Getting started and learning about our dataset
We started this project by looking at ways we could work with an external collaborator and their dataset. Luckily, Olin’s professors have a breadth of data-rich research projects going on and we were able to find and work with Professor Scott Hersey and the environmental data he collected in the low-income South African township of Kwadela. Because Scott works and teaches a class on campus, we were able to meet with our collaborator to understand the context of the data and ask questions about circumstances surrounding data collection and odd points and outliers; before this project we had to make up our own context for data sets and catch probable errors based on our limited knowledge of the dataset subject field.

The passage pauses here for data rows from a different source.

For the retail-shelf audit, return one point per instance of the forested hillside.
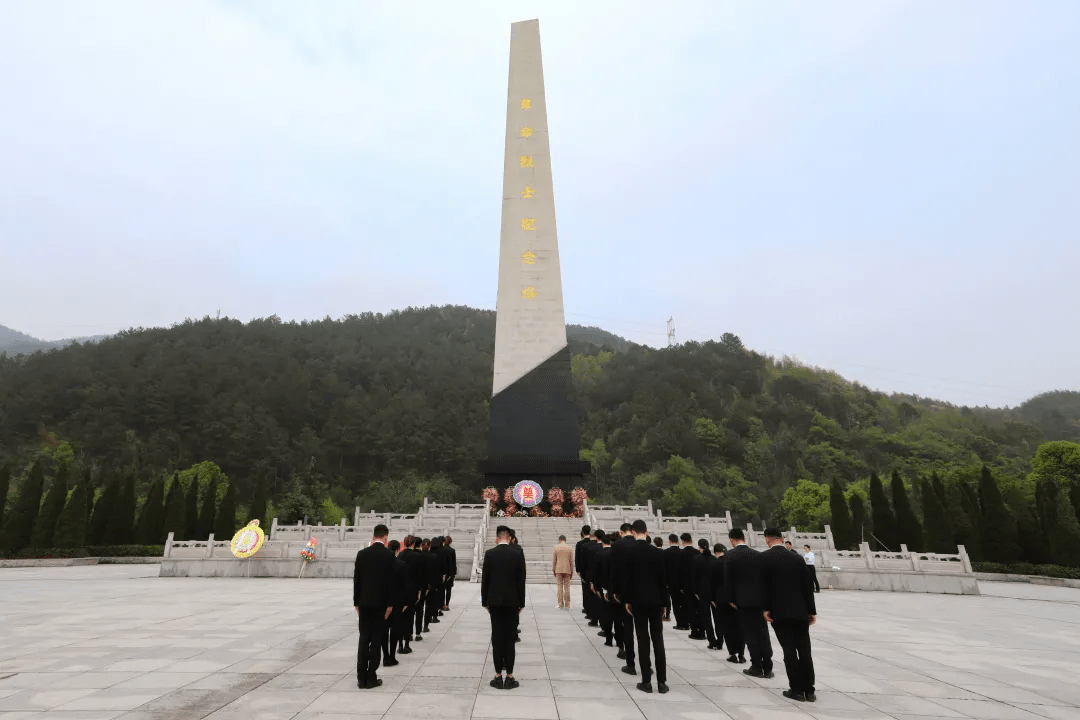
(377, 409)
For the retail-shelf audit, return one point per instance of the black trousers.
(649, 625)
(373, 626)
(718, 624)
(405, 625)
(794, 637)
(421, 610)
(732, 632)
(756, 635)
(503, 636)
(391, 636)
(626, 623)
(705, 621)
(606, 617)
(691, 611)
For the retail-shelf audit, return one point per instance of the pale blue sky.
(889, 189)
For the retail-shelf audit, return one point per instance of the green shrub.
(1028, 569)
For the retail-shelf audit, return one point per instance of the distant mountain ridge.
(13, 342)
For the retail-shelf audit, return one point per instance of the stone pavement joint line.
(102, 642)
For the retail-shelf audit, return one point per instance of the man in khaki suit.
(562, 566)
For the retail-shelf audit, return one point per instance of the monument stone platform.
(117, 641)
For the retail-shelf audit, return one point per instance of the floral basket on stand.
(309, 555)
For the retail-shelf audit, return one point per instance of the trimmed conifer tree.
(24, 511)
(45, 525)
(881, 515)
(225, 522)
(191, 510)
(840, 518)
(174, 508)
(71, 525)
(206, 512)
(963, 506)
(860, 524)
(121, 528)
(151, 519)
(908, 529)
(997, 526)
(258, 508)
(937, 531)
(4, 485)
(102, 514)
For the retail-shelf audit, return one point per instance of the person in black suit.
(672, 561)
(724, 615)
(687, 556)
(453, 570)
(702, 570)
(646, 589)
(744, 592)
(578, 559)
(621, 552)
(373, 596)
(392, 637)
(414, 583)
(502, 593)
(788, 606)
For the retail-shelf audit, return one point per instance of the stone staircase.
(538, 537)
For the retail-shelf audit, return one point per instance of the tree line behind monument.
(382, 410)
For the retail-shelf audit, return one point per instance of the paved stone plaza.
(90, 642)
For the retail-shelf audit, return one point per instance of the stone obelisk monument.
(534, 419)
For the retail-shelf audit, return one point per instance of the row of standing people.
(399, 587)
(725, 597)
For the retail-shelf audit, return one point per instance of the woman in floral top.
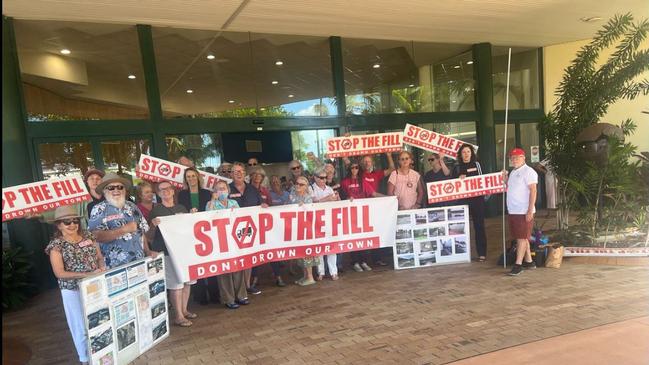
(300, 195)
(74, 255)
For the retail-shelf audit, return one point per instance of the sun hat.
(111, 177)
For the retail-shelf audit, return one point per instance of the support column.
(486, 130)
(16, 165)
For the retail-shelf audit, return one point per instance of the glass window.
(313, 141)
(464, 131)
(406, 77)
(206, 150)
(121, 156)
(65, 159)
(80, 71)
(292, 75)
(524, 88)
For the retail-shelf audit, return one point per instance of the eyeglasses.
(67, 222)
(115, 187)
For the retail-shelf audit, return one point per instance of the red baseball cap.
(517, 152)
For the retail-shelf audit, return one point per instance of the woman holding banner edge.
(468, 165)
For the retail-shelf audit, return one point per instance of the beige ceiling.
(501, 22)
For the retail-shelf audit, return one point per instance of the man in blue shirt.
(117, 224)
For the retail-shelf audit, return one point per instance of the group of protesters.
(120, 231)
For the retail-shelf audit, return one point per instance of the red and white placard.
(217, 242)
(364, 144)
(446, 190)
(432, 141)
(42, 196)
(156, 170)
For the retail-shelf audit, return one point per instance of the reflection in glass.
(65, 159)
(406, 77)
(100, 77)
(206, 150)
(524, 86)
(121, 157)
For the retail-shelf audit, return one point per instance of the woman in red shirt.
(355, 187)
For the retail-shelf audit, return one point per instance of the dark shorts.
(519, 228)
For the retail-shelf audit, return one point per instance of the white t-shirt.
(518, 189)
(318, 193)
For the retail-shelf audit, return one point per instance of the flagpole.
(509, 61)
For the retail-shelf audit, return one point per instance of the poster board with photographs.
(432, 236)
(125, 311)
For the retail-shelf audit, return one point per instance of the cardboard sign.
(42, 196)
(364, 144)
(156, 170)
(432, 141)
(468, 187)
(216, 242)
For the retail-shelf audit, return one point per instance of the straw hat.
(110, 178)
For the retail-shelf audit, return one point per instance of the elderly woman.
(179, 291)
(300, 195)
(74, 255)
(405, 183)
(144, 198)
(232, 286)
(194, 199)
(468, 165)
(257, 176)
(355, 187)
(321, 192)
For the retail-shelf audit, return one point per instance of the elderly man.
(117, 224)
(521, 196)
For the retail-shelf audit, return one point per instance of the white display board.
(432, 236)
(125, 311)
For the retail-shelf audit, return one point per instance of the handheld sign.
(441, 191)
(364, 144)
(432, 141)
(42, 196)
(156, 170)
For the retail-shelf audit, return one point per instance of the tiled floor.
(425, 316)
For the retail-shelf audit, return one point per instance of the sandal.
(185, 323)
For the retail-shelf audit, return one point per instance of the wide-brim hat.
(65, 212)
(93, 172)
(111, 177)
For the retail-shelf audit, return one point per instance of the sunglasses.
(115, 187)
(67, 222)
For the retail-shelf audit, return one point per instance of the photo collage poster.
(432, 236)
(125, 310)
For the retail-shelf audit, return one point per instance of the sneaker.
(529, 265)
(516, 270)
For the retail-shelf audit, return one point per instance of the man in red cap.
(521, 196)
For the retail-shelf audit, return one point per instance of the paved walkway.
(425, 316)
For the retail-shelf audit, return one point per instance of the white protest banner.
(217, 242)
(156, 169)
(440, 191)
(42, 196)
(364, 144)
(432, 141)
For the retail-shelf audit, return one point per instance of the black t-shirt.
(160, 210)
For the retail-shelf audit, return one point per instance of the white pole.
(509, 62)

During our meeting with Scott, we were able to identify tangible research questions for our project, understand how the data was expected to behave based on principles of chemistry and anthropology, and select a handful of actually useful columns of data from the 50+ column long csv file Scott had originally provided us. For example, we learned that homes in Kwadela usually have very poor insulation and rely on coal burning stoves for warmth. These same coal burning stoves throw large quantities of pollutants in the air and ultimately cause lung related health concerns for the inhabitants of Kwadela. By comparing trends in outdoor temperature, indoor temperature (which indicates stove usage), and pollutant concentrations, we should be able to see how closely stove use is connected to pollution and cold weather.